The hon. Member for Warrington, South spoke about Amsterdam and the Dutch situation. He did not fully develop that argument nor shall I because I do not know all the details. One of the arguments--which I do not advocate-- for legalising drugs is that one can prevent or to some extent control, overdosing. Overdosing usually occurs when somebody who is taking an impure drug comes across a pure drug and does not know the difference and overdoses himself. There are many threats to the argument about legalising drugs but my intuitive reaction is to say, "No way." However, we must take into account the failure of our policy on primary care.
Mr. Butler : I think that the terms that we use in the debate must be more precise. Is there a difference between decriminalisation, which makes it totally legal for anybody to possess drugs in any circumstances, and a system of registration? One needs to distinguish between decriminalisation and the legal availability of drugs within a registered framework surrounded by a tight criminal framework of the type that I developed in my speech.
Mr. Randall : The hon. Gentleman makes an excellent point. We must have a registration scheme to ensure that we know who is who, which is important in the fight against drugs. We must ensure that the problem of over dosing is controlled as much as possible. Britain's helping agencies are aware of only 10 per cent. of addicts whereas in Holland the figure is 75 per cent.

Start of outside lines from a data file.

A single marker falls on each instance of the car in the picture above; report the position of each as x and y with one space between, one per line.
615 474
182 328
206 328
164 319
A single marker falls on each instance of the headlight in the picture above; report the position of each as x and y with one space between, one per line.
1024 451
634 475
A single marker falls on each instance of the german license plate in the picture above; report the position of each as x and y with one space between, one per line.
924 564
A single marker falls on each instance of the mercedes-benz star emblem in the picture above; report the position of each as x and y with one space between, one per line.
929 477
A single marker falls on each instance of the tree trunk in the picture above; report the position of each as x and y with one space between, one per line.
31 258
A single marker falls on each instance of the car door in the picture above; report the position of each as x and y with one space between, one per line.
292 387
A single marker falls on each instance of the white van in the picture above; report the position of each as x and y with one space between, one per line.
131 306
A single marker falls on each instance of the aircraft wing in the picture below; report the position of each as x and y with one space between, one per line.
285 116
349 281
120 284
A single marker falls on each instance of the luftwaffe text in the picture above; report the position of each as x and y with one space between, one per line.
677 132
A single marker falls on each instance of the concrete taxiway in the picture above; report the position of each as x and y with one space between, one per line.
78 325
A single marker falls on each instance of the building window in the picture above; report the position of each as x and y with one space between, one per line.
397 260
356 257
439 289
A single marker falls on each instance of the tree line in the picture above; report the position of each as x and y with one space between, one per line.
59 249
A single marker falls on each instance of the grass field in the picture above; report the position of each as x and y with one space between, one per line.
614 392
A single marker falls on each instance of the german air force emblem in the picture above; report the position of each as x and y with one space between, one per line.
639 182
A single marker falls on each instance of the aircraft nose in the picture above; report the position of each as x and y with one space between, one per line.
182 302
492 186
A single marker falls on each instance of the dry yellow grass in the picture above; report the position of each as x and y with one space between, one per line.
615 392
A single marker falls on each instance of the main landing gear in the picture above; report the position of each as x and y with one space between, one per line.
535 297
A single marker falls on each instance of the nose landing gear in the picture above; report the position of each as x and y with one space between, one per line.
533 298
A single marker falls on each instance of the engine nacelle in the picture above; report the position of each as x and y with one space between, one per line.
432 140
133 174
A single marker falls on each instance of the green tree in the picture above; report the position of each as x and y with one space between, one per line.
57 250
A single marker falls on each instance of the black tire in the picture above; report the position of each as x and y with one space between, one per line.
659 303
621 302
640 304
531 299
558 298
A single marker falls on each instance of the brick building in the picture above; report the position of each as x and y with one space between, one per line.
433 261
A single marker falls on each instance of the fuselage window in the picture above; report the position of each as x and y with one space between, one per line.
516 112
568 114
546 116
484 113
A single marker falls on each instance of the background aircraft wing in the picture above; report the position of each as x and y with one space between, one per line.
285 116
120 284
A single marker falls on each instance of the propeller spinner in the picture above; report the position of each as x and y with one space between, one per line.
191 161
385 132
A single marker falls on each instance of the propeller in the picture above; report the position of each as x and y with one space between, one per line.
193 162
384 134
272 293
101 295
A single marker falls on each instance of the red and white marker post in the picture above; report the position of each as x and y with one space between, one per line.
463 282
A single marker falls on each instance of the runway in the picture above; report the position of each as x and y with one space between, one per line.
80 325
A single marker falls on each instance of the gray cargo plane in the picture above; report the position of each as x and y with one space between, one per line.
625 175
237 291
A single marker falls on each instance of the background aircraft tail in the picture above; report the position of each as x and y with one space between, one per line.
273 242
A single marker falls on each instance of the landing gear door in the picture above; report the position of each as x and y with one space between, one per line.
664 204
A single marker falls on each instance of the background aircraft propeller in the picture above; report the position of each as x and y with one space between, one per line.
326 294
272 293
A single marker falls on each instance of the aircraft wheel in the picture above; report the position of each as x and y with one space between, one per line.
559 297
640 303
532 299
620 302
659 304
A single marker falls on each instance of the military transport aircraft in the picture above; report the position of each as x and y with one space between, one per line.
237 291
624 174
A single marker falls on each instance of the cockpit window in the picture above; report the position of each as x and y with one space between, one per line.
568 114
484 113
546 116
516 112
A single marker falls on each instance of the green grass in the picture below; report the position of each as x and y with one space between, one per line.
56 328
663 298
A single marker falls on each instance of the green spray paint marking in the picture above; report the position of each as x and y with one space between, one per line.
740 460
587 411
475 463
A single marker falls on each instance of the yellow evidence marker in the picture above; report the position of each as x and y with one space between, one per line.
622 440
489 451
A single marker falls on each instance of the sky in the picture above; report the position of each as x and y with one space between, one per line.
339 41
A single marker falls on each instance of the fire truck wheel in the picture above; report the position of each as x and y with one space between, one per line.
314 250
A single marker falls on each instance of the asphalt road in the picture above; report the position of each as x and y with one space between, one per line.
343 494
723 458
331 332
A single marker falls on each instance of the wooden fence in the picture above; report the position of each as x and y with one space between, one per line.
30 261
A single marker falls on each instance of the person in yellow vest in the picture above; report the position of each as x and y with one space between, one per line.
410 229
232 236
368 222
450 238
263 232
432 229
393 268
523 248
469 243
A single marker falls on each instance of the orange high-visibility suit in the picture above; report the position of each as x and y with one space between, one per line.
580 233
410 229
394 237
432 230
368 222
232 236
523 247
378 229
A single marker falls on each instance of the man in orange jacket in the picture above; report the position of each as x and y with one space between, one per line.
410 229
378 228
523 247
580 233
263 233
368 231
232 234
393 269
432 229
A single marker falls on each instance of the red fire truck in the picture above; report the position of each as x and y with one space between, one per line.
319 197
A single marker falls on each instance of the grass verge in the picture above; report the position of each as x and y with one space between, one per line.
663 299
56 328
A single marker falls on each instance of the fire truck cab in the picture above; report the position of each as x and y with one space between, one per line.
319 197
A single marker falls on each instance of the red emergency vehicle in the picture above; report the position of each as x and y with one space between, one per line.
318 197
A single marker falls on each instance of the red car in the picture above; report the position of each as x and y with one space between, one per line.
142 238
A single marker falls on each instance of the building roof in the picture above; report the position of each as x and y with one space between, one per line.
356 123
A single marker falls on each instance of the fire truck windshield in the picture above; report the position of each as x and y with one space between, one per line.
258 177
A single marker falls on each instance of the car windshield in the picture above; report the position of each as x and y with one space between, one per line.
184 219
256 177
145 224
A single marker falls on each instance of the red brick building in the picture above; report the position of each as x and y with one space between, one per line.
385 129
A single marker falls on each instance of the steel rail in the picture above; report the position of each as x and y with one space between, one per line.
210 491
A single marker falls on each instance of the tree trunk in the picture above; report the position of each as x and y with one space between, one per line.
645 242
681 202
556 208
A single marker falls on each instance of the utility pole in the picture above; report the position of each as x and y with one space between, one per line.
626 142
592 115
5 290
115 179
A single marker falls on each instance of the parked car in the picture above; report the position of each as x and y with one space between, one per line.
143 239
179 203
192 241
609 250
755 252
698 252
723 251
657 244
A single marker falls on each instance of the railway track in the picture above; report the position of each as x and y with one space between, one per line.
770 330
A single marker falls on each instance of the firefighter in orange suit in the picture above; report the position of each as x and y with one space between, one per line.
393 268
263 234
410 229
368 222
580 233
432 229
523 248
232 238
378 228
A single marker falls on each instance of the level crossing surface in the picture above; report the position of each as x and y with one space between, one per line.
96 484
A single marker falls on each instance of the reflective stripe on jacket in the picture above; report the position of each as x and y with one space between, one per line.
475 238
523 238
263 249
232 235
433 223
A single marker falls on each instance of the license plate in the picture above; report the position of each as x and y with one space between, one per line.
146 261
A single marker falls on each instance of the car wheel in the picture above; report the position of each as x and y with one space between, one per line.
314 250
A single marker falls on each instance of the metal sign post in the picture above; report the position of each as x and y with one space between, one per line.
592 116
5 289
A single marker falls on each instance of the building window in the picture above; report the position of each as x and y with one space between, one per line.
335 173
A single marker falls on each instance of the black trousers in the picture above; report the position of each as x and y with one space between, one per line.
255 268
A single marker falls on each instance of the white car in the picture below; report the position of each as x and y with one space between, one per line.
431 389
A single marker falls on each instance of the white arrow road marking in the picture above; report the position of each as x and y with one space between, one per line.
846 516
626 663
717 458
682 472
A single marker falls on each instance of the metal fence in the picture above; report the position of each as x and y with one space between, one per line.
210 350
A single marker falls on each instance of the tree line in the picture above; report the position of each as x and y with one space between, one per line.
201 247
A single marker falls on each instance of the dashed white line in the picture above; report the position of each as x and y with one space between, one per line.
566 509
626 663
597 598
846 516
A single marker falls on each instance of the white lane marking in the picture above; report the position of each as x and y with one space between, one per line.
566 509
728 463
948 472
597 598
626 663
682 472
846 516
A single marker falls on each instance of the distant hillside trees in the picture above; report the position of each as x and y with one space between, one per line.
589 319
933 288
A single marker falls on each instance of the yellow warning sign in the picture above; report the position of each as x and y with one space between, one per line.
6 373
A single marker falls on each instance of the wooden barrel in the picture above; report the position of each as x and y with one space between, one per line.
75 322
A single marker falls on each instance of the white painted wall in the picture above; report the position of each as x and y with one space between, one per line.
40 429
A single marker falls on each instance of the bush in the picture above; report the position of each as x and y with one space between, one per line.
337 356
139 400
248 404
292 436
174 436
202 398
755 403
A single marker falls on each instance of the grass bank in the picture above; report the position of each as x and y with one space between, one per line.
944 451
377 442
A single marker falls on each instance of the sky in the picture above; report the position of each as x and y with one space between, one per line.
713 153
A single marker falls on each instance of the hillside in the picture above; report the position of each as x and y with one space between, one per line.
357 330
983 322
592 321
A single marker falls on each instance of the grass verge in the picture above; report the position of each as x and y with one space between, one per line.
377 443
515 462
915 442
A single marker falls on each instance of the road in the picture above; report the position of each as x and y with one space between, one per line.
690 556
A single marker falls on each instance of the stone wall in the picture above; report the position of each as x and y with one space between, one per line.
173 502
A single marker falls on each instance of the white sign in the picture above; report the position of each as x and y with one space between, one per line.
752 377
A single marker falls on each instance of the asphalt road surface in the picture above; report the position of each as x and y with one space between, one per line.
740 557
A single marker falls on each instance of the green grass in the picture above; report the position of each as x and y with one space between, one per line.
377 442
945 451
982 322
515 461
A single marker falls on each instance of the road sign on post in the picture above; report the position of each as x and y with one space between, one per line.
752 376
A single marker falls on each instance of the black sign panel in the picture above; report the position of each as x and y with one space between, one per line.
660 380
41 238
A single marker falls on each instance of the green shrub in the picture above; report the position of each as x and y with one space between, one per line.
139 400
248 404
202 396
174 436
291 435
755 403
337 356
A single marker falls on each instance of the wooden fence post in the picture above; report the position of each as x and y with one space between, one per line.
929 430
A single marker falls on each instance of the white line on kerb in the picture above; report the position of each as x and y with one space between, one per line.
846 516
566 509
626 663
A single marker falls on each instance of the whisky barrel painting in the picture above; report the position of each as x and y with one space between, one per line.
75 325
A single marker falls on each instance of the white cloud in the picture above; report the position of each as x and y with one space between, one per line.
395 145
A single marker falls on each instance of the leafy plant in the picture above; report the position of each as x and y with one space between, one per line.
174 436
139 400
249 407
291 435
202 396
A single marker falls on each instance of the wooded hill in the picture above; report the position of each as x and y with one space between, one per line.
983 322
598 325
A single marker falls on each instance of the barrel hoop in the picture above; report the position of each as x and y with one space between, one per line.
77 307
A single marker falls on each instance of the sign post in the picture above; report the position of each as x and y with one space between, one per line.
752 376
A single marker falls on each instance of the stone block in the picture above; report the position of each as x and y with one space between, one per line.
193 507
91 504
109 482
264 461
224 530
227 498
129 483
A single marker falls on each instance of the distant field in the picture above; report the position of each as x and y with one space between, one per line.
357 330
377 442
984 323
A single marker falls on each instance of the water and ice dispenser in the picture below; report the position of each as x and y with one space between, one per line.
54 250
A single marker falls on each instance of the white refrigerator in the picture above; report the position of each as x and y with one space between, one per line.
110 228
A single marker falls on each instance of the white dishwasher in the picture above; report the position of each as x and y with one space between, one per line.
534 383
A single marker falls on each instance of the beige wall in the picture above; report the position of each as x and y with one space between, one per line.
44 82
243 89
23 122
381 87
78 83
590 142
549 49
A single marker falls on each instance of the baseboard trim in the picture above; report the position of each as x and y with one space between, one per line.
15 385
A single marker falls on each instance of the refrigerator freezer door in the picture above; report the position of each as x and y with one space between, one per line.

The hon. Member for Warrington, South described the Merseyside case in some detail. It is important that the argument, which has been described by some people as, "just say no", is considered. It is a specialised subject, but I fear that, as politicians, our first reaction is to say no to any form of drug taking. As policy on primary prevention so far has been fairly ineffectual, alternatives must be considered.
I am glad to hear that the Merseyside policy is working and reaching the addict population. I am especially glad--I cannot emphasise this enough-- that the AIDS virus seems to be under some sort of control. We must consider the Merseyside experience carefully and gain knowledge from it. The threat of AIDS is greater among drug users. The sharing of needles can spread the HIV virus, with staggering results. The use of heroin has had a massive effect. The hon. Member for Warrington, South referred to prostitutes. I share his view that it verges on evil for a
Column 512prostitute who is HIV positive to carry out her trade, thereby placing anyone who goes with her at risk of catching the virus. I am worried that within the closed community of prisons--Hull prison is experiencing the problem--needle sharing is occurring, resulting in many reported infections. I was interested by the comments of the hon. Member for Warrington, South about prisons in Sweden, where prisoners are screened daily so that the authorities know who is vulnerable. I think that lessons could be learned from that experience.